Fix: confirm maxmemory-policy is noeviction (never silently drop frontier or claimed-set data), and switch visited_set to redis_bloom for large domains — a Bloom filter trades a small false-positive rate for a fixed memory footprint regardless of URL count.


A worker restart re-crawls URLs it already fetched

Root cause: the worker held its own in-process dedup cache in addition to checking the shared visited set, and that local cache was lost on restart, causing it to re-issue checks that should have been rejected — or the visited-set write happened after the fetch instead of before the claim.

Fix: write to the visited set immediately after claim() succeeds and before the fetch is issued, not after the fetch completes. This makes the check-then-fetch sequence atomic enough that a mid-fetch crash never causes a duplicate on restart.

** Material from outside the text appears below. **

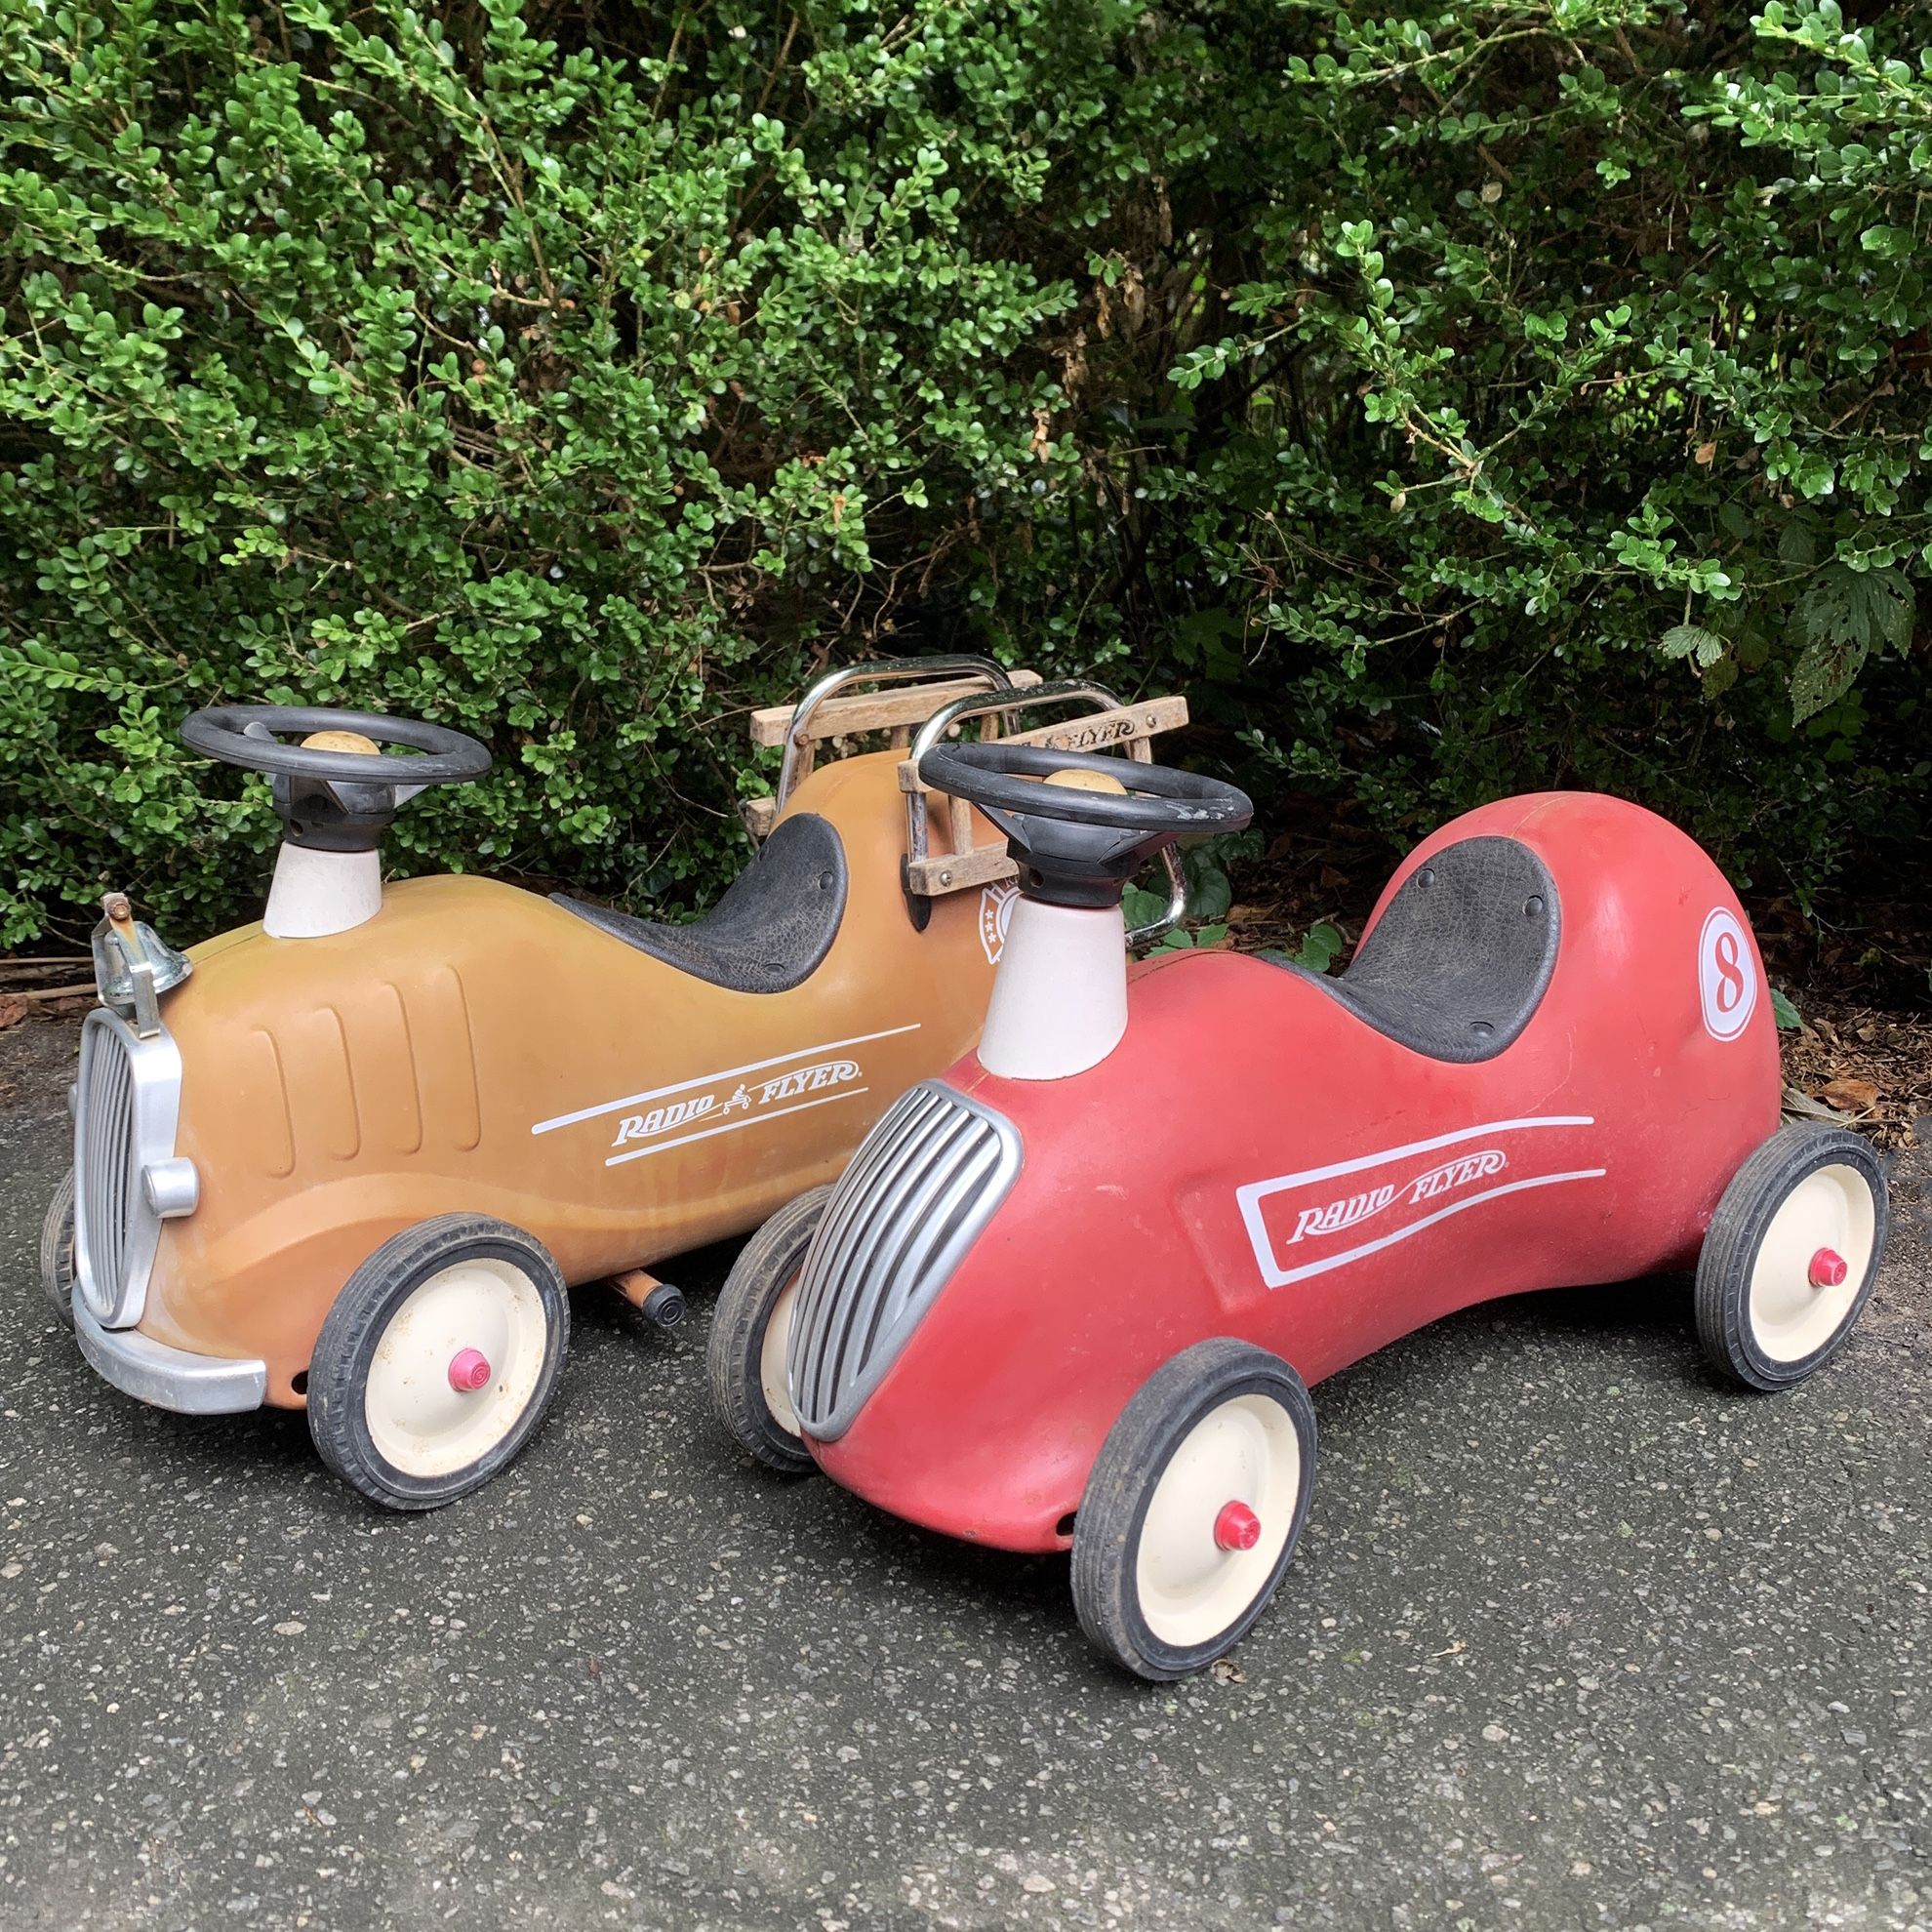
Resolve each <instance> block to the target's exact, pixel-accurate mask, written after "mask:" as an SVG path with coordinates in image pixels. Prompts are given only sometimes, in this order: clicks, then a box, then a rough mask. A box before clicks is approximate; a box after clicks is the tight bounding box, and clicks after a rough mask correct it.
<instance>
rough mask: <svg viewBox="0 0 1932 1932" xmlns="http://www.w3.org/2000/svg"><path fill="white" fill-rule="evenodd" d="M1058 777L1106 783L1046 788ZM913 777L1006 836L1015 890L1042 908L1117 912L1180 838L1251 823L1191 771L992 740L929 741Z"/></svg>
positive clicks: (1231, 802)
mask: <svg viewBox="0 0 1932 1932" xmlns="http://www.w3.org/2000/svg"><path fill="white" fill-rule="evenodd" d="M1059 773H1090V775H1092V777H1097V779H1107V781H1111V784H1109V786H1107V788H1103V790H1090V788H1086V786H1080V784H1049V782H1045V781H1049V779H1053V777H1055V775H1059ZM920 777H922V779H923V781H925V782H927V784H929V786H933V790H939V792H947V794H951V796H952V798H964V800H966V802H968V804H974V806H978V808H980V810H981V811H983V813H985V815H987V817H989V819H991V821H993V823H995V825H997V827H999V829H1001V831H1003V833H1005V835H1007V848H1009V850H1010V852H1012V860H1014V864H1016V866H1018V869H1020V877H1018V885H1020V891H1022V893H1024V895H1026V896H1028V898H1041V900H1045V902H1047V904H1049V906H1119V904H1121V891H1122V887H1124V885H1126V881H1128V879H1132V877H1134V873H1136V871H1140V867H1142V866H1144V864H1146V862H1148V860H1150V858H1153V854H1155V852H1159V850H1161V848H1163V846H1169V844H1173V842H1175V840H1177V838H1179V837H1180V835H1182V833H1231V831H1240V827H1242V825H1246V823H1248V821H1250V819H1252V817H1254V804H1252V800H1250V798H1248V794H1246V792H1242V790H1236V788H1235V786H1233V784H1225V782H1223V781H1221V779H1206V777H1202V775H1200V773H1198V771H1175V769H1173V767H1169V765H1142V763H1138V761H1134V759H1126V757H1099V755H1095V753H1092V752H1057V750H1053V748H1049V746H1039V744H1003V742H1001V740H997V738H993V740H987V742H981V744H935V746H933V748H931V752H927V753H925V757H922V759H920ZM1115 786H1119V790H1115Z"/></svg>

Crawl finishes but the merged artifact is missing whole sections of the site

Root cause: a worker died and its claimed URLs sat in the claimed set past visibility_timeout_s, but the reclaim loop was never actually running as a scheduled process — it only exists as a function, not a cron job or sidecar.

# Check for entries stuck in the claimed set older than the timeout
redis-cli -u "$REDIS_URL" ZRANGEBYSCORE "frontier:${CRAWL_ID}:claimed" 0 "$(date -d '-5 minutes' +%s)"

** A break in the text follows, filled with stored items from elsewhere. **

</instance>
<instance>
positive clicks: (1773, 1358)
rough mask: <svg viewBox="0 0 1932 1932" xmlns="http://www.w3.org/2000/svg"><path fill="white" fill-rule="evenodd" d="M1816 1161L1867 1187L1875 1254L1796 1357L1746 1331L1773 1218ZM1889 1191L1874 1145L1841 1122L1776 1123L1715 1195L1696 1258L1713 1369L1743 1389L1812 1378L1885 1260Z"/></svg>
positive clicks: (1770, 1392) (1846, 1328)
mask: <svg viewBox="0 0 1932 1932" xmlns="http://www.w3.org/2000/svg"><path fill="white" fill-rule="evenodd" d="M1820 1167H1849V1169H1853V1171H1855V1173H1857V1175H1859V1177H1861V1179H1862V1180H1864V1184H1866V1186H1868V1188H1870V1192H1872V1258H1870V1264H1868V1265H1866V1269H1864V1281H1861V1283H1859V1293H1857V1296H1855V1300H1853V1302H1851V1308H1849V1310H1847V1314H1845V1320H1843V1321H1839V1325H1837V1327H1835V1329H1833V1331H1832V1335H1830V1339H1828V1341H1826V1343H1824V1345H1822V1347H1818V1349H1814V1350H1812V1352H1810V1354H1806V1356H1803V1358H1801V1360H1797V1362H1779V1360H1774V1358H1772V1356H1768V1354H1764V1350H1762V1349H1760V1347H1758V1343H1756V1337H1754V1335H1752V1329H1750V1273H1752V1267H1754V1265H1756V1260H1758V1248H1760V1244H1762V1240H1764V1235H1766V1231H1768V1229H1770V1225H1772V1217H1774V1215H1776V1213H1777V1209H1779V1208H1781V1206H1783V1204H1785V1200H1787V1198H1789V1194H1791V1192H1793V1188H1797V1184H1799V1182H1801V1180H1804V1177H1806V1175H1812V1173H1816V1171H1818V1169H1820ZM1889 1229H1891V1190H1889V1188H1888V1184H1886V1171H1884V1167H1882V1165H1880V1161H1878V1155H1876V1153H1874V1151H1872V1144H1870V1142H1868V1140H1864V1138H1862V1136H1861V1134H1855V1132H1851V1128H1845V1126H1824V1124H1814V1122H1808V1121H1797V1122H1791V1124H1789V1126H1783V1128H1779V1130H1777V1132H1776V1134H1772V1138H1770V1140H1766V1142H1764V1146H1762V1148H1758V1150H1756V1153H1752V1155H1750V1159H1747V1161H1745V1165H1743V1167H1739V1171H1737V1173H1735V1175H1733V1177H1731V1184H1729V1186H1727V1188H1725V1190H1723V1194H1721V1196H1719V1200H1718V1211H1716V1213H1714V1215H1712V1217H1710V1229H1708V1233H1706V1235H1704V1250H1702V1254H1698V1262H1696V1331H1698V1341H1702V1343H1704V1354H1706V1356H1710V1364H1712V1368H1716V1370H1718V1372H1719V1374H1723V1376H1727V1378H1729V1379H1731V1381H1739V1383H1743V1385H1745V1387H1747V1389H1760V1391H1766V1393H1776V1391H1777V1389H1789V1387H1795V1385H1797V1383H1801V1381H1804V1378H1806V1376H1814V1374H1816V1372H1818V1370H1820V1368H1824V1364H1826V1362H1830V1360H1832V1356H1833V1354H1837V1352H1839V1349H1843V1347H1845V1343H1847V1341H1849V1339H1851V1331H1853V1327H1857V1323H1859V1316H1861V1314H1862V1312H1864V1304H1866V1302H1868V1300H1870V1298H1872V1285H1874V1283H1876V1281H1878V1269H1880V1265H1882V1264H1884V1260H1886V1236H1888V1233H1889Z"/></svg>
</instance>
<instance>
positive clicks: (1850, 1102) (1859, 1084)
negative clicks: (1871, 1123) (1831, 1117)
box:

Fix: run reclaim_expired on a fixed interval (every 30–60 seconds) as its own supervisor process per shard, not just as a library function called ad hoc — otherwise a dead worker's claims sit unreclaimed indefinitely.


Per-host rate limit is respected in aggregate but bursts on individual requests

Root cause: the token bucket refills in large discrete steps (e.g. once per second) rather than continuously, so a burst of requests right after a refill can exceed the intended steady-state rate even though the hourly average looks fine.

Fix: refill the token bucket continuously based on elapsed wall-clock time rather than on a fixed tick, and cap bucket capacity at 1–2x the per-second rate so a refill can never authorize more than a couple of requests at once.



FAQ

How many workers should a distributed crawl use?

Start from your per-host politeness budget, not from available compute. If a host tolerates 5 requests per second and average response time is 400ms, roughly 2 concurrent connections saturate that host regardless of how many workers you run. Add workers to cover more distinct hosts in parallel, not to hammer one host harder — scaling worker count only helps throughput when the crawl spans many hosts.

What happens if a worker crashes mid-crawl?

A crashed worker leaves its in-flight URLs claimed but unfinished. Use a visibility timeout on the claimed set so an unacknowledged URL is automatically returned to the frontier after a fixed window, and a supervisor process restarts the worker with the same shard assignment. No manual intervention is needed as long as the reclaim loop is actually running as its own scheduled process.

Should sharding be by URL or by host?

Shard by registered domain, not by full URL. Sharding by URL scatters requests to the same host across every worker, making per-host rate limiting impossible to enforce centrally. Sharding by host lets each worker own its own token bucket for every host it is responsible for, so politeness limits never require cross-worker coordination.

Can this architecture crawl multiple sites at once?

Yes. Namespace the frontier, visited set, and output prefix by crawl_id so multiple concurrent site crawls share the same worker fleet and Redis instance without their queues or dedup state colliding. Each crawl's shard keys, claimed set, and merged artifact path are all scoped under its own crawl_id.